Marshall referred to court rulings concerning school desegregation and civil rights as proof that an independent judiciary is vital.

“Individual rights and human dignity are vulnerable when they depend for protection on the will of the majority or the good faith of those in power,” she said.

Greek Prime Minster Kostas Karamanlis told graduates of Tufts University in Medford that his country was proud to host the “most inspiring, the most creative and the safest” Olympics in history.

“Everyone predicted that we would not be ready and the Games were going to be a disaster, but we proved all the armchair Cassandras wrong,” he said.

At Suffolk University Law School in Boston, U.S. Sen. Joseph Biden, D-Del., told more than 450 graduates that the United States has become an “increasingly divided nation.”

Biden criticized Senate Republicans for weighing the so-called “nuclear option” – changing Senate rules to end the fight over judicial filibusters.

Lawyers know that “if you take away one of the building blocks of our constitutional foundation, they all begin to fall,” Biden said.
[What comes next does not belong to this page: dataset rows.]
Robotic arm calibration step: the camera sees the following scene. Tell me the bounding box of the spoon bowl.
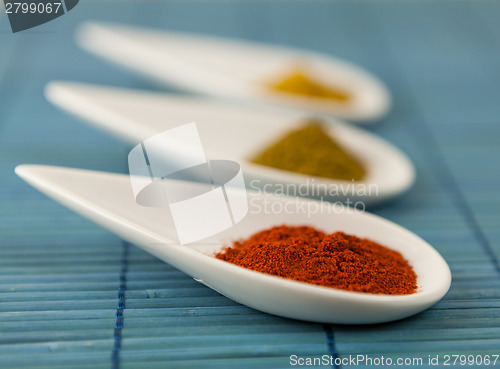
[16,165,451,324]
[77,22,391,124]
[45,82,415,206]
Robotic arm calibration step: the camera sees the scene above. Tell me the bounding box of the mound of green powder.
[251,120,366,181]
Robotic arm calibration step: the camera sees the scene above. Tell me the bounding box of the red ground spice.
[216,225,417,295]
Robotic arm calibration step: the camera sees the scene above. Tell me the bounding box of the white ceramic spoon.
[46,82,415,207]
[16,165,451,324]
[77,23,391,123]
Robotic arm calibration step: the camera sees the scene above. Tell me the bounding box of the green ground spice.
[251,120,366,181]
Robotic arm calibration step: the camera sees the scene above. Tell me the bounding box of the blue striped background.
[0,0,500,368]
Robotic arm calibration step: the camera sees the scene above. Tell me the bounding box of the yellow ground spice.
[251,120,366,181]
[270,69,351,103]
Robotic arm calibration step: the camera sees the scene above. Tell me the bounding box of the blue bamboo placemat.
[0,0,500,368]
Suffolk awarded honorary degrees to Biden and New Mexico Gov. Bill Richardson, who addressed graduates of Suffolk’s College of Arts and Sciences and its business school.

National Public Radio correspondent Nina Totenberg addressed more than 500 graduates of Mount Holyoke College in South Hadley, urging them to not let work get in the way of family.

“You may be the principal breadwinner in your family, but money is not everything and no job need be forever,” she said. “In the end, there are times to say, No, I am going home.”‘

The University of Massachusetts at Amherst awarded degrees to about 4,000 undergraduates. The school awarded honorary degrees to Andover businessman Douglas Berthiaume and Heriberto Flores, executive director of the New England Farm Workers’ Council.

Amherst College handed out more than 400 undergraduate degrees, and seven honorary degrees, including one to former U.S. senator and astronaut John Glenn.